The October 10 event at USC, Reality Check on Growth, was an unusual and important wake-up call. Sponsored by the Urban Land Institute Los Angeles District Council and the USC Lusk Center for Real Estate, Reality Check gathered approximately 200 civic leaders—government officials, environmentalists, developers, academics, community activists—to create growth scenarios for the future of Southern California.

These leaders were trained in an innovative, handson “growth visioning” process. They broke into small teams, each with a large, table-sized map of the region (Los Angeles, Orange, Ventura, San Bernardino and Riverside Counties). They also received small chips representing the anticipated population increase of 6 million over the next 25 years, as well as demographic, geographic and economic data. Groups then had three hours to agree on where the future growth should go by placing their chips on the maps.

“It is expected that Southern California will add the population equivalent of another Chicago within the next generation,” said Donald H. Brackenbush, Chair of ULI Los Angeles. “This Reality Check is designed to encourage leaders to confront dramatic but necessary changes on issues such as housing and transportation.”

Immediately after this “growth visioning” exercise, the USC GIS Research Laboratory tabulated the recommendations from each team.
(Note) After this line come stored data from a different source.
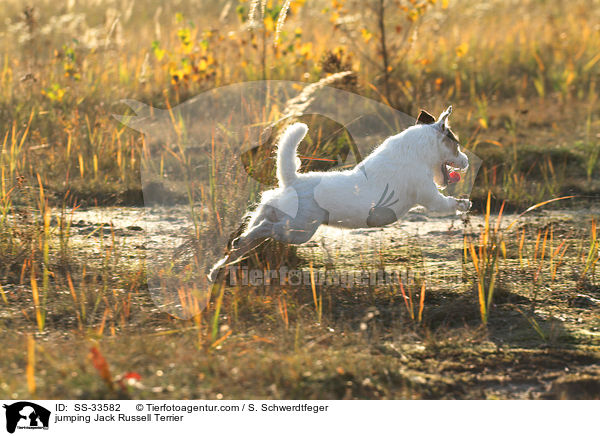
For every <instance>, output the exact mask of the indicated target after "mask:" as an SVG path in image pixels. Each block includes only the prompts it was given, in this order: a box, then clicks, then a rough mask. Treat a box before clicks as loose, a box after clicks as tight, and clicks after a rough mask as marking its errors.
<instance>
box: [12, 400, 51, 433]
mask: <svg viewBox="0 0 600 436" xmlns="http://www.w3.org/2000/svg"><path fill="white" fill-rule="evenodd" d="M3 407H4V408H5V409H6V431H8V432H9V433H14V432H15V430H16V428H17V425H19V424H20V427H33V428H35V427H37V428H48V423H49V422H50V411H49V410H48V409H45V408H44V407H42V406H38V405H37V404H35V403H30V402H29V401H19V402H18V403H13V404H11V405H6V404H5V405H4V406H3Z"/></svg>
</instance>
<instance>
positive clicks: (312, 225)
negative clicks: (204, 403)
mask: <svg viewBox="0 0 600 436" xmlns="http://www.w3.org/2000/svg"><path fill="white" fill-rule="evenodd" d="M451 112H452V106H450V107H448V109H446V110H445V111H444V112H443V113H442V114H441V115H440V116H439V118H438V119H437V121H436V120H435V118H434V117H433V116H432V115H430V114H429V113H427V112H425V111H421V113H420V114H419V117H418V119H417V123H416V124H415V125H414V126H411V127H409V128H408V129H406V130H404V131H403V132H401V133H399V134H397V135H395V136H391V137H389V138H387V139H386V140H385V141H384V142H383V143H382V144H381V145H380V146H379V147H377V148H376V149H375V150H374V151H373V152H372V153H371V154H370V155H369V156H368V157H367V158H366V159H364V160H363V161H362V162H360V163H359V164H358V165H356V166H355V167H354V168H353V169H351V170H345V171H330V172H316V171H313V172H308V173H298V168H299V166H300V165H299V164H300V161H299V159H298V156H297V152H296V150H297V148H298V144H299V143H300V141H302V139H303V138H304V136H305V135H306V132H307V131H308V128H307V127H306V125H305V124H302V123H296V124H293V125H291V126H290V127H288V128H287V130H286V131H285V133H284V134H283V135H282V137H281V140H280V141H279V145H278V148H277V179H278V181H279V187H278V188H276V189H272V190H270V191H266V192H264V193H263V194H262V197H261V201H260V204H259V205H258V207H257V208H256V210H255V211H254V212H251V213H250V214H249V222H248V225H247V228H246V230H245V231H244V232H243V233H242V234H241V235H240V237H239V238H237V239H235V240H234V241H233V242H232V247H231V248H232V249H231V251H230V253H229V254H228V255H227V256H225V257H224V258H222V259H221V260H220V261H218V262H217V263H216V264H215V265H214V266H213V268H212V269H211V271H210V273H209V275H208V278H209V280H210V281H211V282H214V281H215V280H216V278H217V275H218V273H219V270H220V269H221V268H222V267H224V266H227V265H231V264H233V263H236V262H237V261H239V260H240V259H241V257H242V256H243V255H244V254H246V253H248V252H249V251H250V250H252V249H253V248H255V247H257V246H258V245H260V244H261V243H262V242H263V241H264V240H265V239H267V238H274V239H276V240H278V241H281V242H285V243H290V244H302V243H304V242H307V241H308V240H309V239H310V238H311V237H312V236H313V235H314V233H315V232H316V231H317V228H318V227H319V226H320V225H321V224H325V225H329V226H335V227H344V228H351V229H357V228H365V227H383V226H386V225H388V224H391V223H393V222H395V221H397V220H398V219H399V218H401V217H402V216H403V215H405V214H406V213H407V212H408V211H409V210H410V209H411V208H413V207H415V206H417V205H421V206H424V207H425V208H427V209H428V210H430V211H432V212H436V213H456V211H462V212H466V211H468V210H469V208H470V207H471V202H470V201H469V200H465V199H457V198H453V197H446V196H444V195H442V194H441V193H440V191H439V188H440V187H443V186H446V185H447V184H448V182H449V175H448V174H449V172H448V167H454V168H459V169H466V168H467V167H468V165H469V160H468V158H467V156H466V155H465V154H464V153H463V152H461V150H460V147H459V144H458V139H457V137H456V135H454V133H453V132H452V130H450V127H449V125H448V116H449V115H450V113H451Z"/></svg>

Among the results: L.A. County as a whole would get 2,813,000 new residents, with another 757,000 going to Orange County.

Among the sectors the GIS Lab defined, the largest population increase—587,000 new residents— would occur in Downtown and adjacent areas near Glendale and Pasadena. “The Gold Line will be getting quite a workout,” noted USC GIS Director John Wilson, referring to the light rail line now under construction.

Obviously, with this kind of growth, the Southern California planning model of low-density sprawl will no longer work. And most of the Reality Check tables opted for higher density development to accommodate growth. But in most communities today, density, infill and affordable housing are dirty words. Realizing that Southern California must transcend these political stalemates was perhaps the most important point of Reality Check on Growth.

“Our hope is that this process will break through the entitlement logjam,” explained Stuart A. Gabriel, Director of the USC Lusk Center.

The model for Reality Check on Growth was Envision Utah, a large scale growth visioning used to create a “preferred growth scenario” for the area surrounding and including Salt Lake City. The project is credited with spearheading dialog over a two-year period, and building public support for expanded transportation infrastructure.

Much the same result is expected here. Southern California Association of Governments (SCAG), the only regional planning entity that governs all five counties, will now undertake a two-year study building upon the results of Reality Check.